Engineering the World: Ove Arup and the Philosophy of Total Design

Part of the V&A Engineering Season

18 June – 6 November 2016

vam.ac.uk/EngineeringSeason | #EngineeringTheWorld

Revealing the untold design stories behind some of the world’s most famous buildings, such as the Sydney Opera House and the Centre Pompidou in Paris, to recent projects such as Crossrail, the V&A will stage the first ever major retrospective on Ove Arup (1895-1988), the most influential engineer of the 20th century, as part of the V&A Engineering Season. Engineering the World: Ove Arup and the Philosophy of Total Design, staged in cooperation with the global engineering and design consultancy Arup, will survey the life, work and legacy of the firm’s Anglo-Danish founder featuring over 150 previously unseen prototypes, models, archival materials, drawings, film and photography, as well as new immersive digital displays featuring animations, simulations and virtual reality.

Ove Arup was the pioneer of a multidisciplinary approach to design that has defined the way engineering is understood and practiced today.

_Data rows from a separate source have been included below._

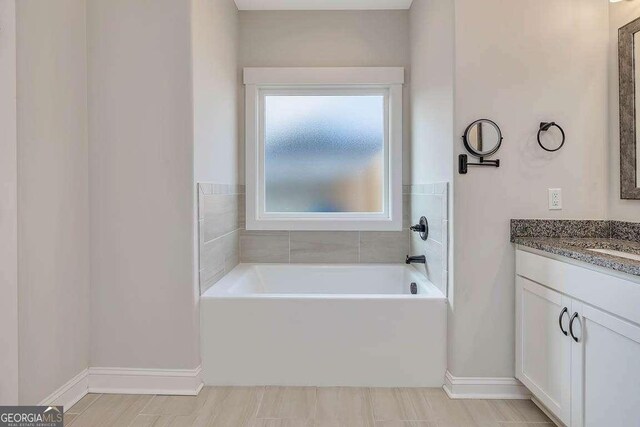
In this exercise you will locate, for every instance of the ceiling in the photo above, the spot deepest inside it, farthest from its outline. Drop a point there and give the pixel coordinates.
(322, 4)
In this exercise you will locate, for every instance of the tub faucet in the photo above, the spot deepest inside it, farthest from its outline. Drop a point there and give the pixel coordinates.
(419, 259)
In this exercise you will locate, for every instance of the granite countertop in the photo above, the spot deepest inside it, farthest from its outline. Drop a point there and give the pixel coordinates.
(573, 239)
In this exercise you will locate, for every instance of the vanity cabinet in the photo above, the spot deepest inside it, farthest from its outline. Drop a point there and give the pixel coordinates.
(543, 356)
(579, 359)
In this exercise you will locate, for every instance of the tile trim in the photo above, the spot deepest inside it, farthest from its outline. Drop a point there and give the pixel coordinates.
(210, 189)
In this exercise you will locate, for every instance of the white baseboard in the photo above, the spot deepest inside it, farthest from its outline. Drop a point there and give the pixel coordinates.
(484, 388)
(72, 391)
(187, 382)
(184, 382)
(548, 413)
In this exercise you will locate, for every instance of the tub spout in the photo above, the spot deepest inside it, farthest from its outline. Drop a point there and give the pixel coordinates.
(419, 259)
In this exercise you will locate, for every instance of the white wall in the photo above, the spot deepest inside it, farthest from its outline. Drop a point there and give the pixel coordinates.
(432, 90)
(143, 306)
(215, 94)
(53, 195)
(8, 208)
(327, 39)
(520, 63)
(214, 51)
(620, 14)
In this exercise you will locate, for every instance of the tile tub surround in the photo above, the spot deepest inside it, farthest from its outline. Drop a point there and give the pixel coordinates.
(264, 246)
(574, 238)
(308, 247)
(220, 219)
(431, 201)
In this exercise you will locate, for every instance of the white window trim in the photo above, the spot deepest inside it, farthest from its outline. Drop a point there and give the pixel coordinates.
(387, 80)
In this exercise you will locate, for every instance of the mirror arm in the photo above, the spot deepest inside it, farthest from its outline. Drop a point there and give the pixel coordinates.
(463, 163)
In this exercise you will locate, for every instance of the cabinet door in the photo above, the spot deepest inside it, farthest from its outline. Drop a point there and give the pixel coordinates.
(606, 370)
(543, 351)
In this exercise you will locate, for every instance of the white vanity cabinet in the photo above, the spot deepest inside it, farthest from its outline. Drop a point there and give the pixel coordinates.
(578, 341)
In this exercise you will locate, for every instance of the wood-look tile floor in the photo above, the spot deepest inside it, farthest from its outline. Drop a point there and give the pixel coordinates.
(302, 407)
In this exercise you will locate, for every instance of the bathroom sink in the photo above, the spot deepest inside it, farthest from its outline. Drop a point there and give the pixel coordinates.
(620, 254)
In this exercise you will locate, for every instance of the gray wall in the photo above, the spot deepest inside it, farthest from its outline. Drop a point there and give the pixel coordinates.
(143, 294)
(432, 116)
(551, 64)
(620, 13)
(53, 195)
(8, 208)
(215, 34)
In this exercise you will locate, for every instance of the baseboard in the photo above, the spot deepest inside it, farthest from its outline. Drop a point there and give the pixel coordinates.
(187, 382)
(484, 388)
(548, 413)
(70, 393)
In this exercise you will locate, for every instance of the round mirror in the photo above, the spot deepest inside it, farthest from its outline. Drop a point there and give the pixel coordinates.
(482, 138)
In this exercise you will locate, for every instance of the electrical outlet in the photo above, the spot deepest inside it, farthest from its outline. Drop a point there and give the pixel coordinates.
(555, 199)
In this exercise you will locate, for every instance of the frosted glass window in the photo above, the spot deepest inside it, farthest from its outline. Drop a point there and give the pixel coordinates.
(324, 153)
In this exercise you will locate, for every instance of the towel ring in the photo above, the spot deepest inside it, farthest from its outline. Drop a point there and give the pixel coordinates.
(544, 126)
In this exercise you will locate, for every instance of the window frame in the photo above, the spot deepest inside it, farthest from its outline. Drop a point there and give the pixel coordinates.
(261, 82)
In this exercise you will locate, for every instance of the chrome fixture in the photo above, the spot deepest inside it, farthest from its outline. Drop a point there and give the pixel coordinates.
(418, 259)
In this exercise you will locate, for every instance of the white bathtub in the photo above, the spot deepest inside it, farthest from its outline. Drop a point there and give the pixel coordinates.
(323, 325)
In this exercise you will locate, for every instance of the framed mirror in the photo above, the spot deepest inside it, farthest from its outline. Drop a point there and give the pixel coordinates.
(628, 56)
(482, 138)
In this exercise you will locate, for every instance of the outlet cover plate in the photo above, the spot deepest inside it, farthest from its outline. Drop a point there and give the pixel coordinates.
(555, 199)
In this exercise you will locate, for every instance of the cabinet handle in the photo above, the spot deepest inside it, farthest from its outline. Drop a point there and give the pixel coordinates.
(562, 313)
(574, 317)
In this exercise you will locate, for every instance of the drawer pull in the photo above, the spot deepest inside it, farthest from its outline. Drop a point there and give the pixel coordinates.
(574, 317)
(562, 313)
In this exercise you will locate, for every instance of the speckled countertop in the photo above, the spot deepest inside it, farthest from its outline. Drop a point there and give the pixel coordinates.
(573, 239)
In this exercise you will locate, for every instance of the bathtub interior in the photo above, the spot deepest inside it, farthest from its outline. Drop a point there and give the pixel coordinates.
(299, 280)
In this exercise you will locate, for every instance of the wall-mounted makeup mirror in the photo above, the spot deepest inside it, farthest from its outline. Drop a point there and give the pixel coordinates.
(482, 138)
(628, 56)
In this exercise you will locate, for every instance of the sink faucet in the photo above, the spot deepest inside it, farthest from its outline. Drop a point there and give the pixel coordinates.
(419, 259)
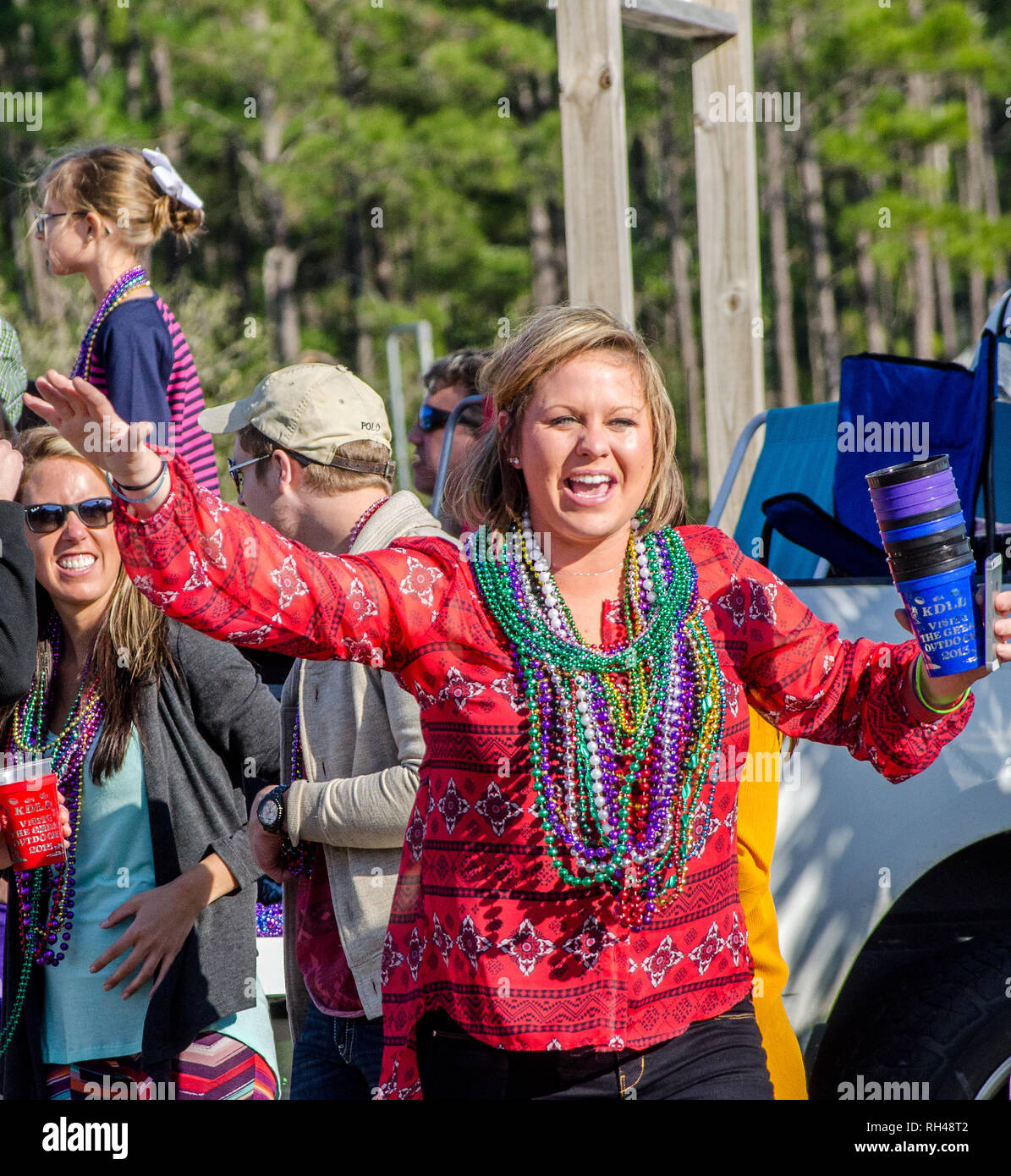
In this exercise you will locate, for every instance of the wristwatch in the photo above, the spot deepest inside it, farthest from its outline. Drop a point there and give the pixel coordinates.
(271, 811)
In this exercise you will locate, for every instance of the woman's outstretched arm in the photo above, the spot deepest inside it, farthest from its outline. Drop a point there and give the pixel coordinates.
(225, 573)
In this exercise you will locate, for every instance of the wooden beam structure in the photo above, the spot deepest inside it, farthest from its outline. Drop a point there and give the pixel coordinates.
(595, 156)
(595, 162)
(679, 18)
(730, 265)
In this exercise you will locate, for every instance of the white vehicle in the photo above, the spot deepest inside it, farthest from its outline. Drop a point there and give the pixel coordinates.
(893, 901)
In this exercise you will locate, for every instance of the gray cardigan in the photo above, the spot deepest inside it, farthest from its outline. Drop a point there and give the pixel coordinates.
(362, 748)
(204, 734)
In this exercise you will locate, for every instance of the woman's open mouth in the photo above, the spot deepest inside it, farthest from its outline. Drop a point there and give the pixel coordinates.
(591, 489)
(79, 564)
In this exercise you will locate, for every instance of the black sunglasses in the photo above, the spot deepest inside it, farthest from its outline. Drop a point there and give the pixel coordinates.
(45, 518)
(431, 419)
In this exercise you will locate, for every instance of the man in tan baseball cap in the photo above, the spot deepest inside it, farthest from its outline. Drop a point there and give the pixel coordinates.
(316, 445)
(313, 410)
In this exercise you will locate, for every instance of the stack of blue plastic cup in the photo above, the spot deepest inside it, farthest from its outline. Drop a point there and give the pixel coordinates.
(931, 563)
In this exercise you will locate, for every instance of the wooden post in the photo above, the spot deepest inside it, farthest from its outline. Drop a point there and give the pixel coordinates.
(594, 156)
(726, 179)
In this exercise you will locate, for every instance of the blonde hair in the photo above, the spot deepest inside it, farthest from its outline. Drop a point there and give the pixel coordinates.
(118, 184)
(488, 489)
(130, 646)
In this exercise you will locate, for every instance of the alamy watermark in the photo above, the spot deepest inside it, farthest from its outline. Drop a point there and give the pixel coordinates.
(883, 1091)
(761, 106)
(99, 437)
(20, 106)
(492, 546)
(884, 437)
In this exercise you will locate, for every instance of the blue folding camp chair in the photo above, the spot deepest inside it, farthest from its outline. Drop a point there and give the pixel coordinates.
(891, 410)
(799, 451)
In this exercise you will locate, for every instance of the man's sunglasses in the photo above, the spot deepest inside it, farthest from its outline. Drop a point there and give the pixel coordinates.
(45, 518)
(236, 467)
(431, 419)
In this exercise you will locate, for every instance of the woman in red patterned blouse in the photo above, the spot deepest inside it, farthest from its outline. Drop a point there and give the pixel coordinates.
(501, 935)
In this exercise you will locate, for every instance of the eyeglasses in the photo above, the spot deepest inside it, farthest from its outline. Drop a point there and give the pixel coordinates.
(46, 518)
(431, 419)
(42, 219)
(235, 466)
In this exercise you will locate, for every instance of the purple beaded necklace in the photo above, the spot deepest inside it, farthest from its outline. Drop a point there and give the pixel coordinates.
(114, 295)
(47, 910)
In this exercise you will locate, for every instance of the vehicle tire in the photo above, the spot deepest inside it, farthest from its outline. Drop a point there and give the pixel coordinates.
(945, 1022)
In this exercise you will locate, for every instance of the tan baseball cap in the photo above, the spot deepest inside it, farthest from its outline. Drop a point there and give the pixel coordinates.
(311, 409)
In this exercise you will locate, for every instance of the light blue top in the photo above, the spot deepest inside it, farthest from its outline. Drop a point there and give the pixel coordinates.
(114, 862)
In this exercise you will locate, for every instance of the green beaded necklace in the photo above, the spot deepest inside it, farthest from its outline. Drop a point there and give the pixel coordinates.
(622, 741)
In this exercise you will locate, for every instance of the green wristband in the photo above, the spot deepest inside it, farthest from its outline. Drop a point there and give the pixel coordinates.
(923, 702)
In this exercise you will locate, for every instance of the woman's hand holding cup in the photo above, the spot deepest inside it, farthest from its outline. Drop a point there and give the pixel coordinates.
(944, 690)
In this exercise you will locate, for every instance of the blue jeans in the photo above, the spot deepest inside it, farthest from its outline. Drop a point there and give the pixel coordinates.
(337, 1058)
(717, 1058)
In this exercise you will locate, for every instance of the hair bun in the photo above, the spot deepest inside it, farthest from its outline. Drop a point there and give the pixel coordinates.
(184, 220)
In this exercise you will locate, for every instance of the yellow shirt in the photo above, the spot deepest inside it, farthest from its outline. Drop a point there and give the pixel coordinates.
(756, 838)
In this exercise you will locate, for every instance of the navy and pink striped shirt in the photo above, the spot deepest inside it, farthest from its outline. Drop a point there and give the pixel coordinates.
(142, 362)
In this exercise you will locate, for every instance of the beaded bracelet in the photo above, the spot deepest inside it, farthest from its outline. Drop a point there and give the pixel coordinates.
(147, 497)
(144, 486)
(918, 688)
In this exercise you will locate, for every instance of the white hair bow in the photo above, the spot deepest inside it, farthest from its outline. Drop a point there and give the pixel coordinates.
(169, 180)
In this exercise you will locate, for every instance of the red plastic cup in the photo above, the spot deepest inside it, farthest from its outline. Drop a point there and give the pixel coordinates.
(30, 811)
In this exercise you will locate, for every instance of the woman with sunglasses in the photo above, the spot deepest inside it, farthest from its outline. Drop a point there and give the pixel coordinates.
(139, 958)
(567, 921)
(102, 208)
(17, 584)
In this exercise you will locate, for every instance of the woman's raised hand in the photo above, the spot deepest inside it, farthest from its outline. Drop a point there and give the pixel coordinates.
(86, 419)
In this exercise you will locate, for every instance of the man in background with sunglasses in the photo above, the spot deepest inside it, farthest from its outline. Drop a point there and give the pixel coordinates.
(311, 457)
(447, 382)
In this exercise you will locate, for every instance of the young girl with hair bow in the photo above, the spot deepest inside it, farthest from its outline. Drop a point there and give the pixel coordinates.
(102, 208)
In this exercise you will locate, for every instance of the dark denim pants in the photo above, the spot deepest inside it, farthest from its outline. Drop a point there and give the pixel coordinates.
(337, 1058)
(717, 1058)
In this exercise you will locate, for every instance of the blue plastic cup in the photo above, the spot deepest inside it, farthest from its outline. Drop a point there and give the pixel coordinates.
(917, 530)
(947, 620)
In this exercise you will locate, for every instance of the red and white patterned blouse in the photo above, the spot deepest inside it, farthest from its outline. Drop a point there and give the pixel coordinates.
(482, 925)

His theories on ‘Total Design’ centred on bringing all professions involved in a project together from the start and also advocated closer collaboration between architects, engineers and builders. Training first in philosophy, and with a highly poetic and imaginative sense of design, Ove revolutionised the fields of civil and structural engineering. Arranged chronologically and spanning around 100 years of engineering and architectural design, the exhibition will present a selection of Arup’s groundbreaking projects over the last century, including collaborations with leading architects like Berthold Lubetkin, Renzo Piano, Richard Rogers and Norman Foster. The exhibition will also explore the pioneering work undertaken by Arup worldwide today, including major infrastructure projects like Crossrail, currently Europe’s largest underground railway, innovative technologies for acoustics studies like SoundLab®, and SolarLeaf, an experimental bio-reactive façade system that uses microalgae to generate renewable energy. The exhibition will immerse visitors in the creative and collaborative work of engineers, architects and designers who, together, design our buildings, cities and urban systems.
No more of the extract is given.